Q&A - Greedy matching in regular expressions
This came in the mail, thought other folks might be interested.
Hi Roy. I need to check a line of html and make the value of the style attribute lowercase. I've tried to come up with a regex that will work but I keep making the entire line of html lowercase instead of just the stuff in the style value. I can't get the match to end with the correct quote, instead it goes to the last quote on the line. So something like this:
[Tag style="WIDTH:20px; color:blue;" href="blah.com/PageTWO"] I want to change to this:
[Tag style="width:20px; color:blue;" href="blah.com/PageTWO"]
But instead I get this:
[Tag style="width:20px; color:blue;" href="blah.com/pagetwo"]
Because the match ends with the end quote of the href.

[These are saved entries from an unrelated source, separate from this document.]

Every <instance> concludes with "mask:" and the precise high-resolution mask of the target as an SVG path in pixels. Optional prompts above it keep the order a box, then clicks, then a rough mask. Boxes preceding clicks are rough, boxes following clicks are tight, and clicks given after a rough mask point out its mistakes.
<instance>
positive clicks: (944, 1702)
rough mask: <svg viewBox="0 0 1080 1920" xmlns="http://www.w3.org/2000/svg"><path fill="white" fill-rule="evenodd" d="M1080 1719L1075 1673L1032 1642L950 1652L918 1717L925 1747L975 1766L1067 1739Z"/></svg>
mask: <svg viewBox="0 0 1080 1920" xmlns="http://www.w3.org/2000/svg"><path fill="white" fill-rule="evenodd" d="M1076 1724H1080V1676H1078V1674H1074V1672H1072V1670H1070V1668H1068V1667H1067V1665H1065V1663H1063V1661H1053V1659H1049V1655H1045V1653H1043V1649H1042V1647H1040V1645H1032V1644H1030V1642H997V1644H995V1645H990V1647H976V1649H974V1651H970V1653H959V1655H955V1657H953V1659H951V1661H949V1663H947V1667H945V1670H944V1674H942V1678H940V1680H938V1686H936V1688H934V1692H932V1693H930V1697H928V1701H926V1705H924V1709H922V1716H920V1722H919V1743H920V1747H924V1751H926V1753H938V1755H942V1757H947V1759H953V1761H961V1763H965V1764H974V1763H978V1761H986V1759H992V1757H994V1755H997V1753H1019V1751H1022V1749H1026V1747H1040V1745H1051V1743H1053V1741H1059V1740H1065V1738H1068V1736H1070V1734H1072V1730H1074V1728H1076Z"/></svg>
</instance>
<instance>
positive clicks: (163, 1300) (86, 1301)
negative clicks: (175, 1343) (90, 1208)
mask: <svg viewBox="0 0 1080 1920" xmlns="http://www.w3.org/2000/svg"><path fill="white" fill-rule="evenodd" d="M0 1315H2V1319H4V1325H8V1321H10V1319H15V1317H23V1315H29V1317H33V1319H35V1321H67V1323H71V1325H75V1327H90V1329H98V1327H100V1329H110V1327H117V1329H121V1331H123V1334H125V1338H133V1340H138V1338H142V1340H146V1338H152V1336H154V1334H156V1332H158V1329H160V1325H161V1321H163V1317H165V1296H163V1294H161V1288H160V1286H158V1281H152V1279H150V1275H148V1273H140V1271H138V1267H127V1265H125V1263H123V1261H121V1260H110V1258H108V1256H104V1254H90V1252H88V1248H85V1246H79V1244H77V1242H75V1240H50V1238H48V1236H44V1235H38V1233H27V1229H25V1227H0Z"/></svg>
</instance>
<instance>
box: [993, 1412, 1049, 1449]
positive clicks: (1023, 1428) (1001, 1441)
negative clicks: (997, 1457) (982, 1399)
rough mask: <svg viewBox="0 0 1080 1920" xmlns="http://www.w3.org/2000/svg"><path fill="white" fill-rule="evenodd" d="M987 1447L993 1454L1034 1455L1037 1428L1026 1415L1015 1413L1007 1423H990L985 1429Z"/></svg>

If you can point me in the right direction (or having something like this laying around), I would GREATLY appreciate it.
Answer:
It's called "greedy matching" - because it looks for the *last* character.
Try to add a "?" after the quanitiy specifier (probably '*'). That makes the match end on the *first* match.
For example, given the following string as input:
"abcdfgdrbdtargd"
The following greedy regex (greedy by default) will match up until the lasd 'd':
(.*d)
However, this regex will find several matches, the first one is "abcd":
(.*?d)
(you can do without the braces if you want).
I'd also suggest adding two good regex mailing list to your arsenal instead of sending help messages to various people:
http://groups.yahoo.com/group/dotnetregex/
http://lists.aspadvice.com/SignUp/list.aspx?l=68&c=16
There are people there that know a whole lot more than me on regular expressions.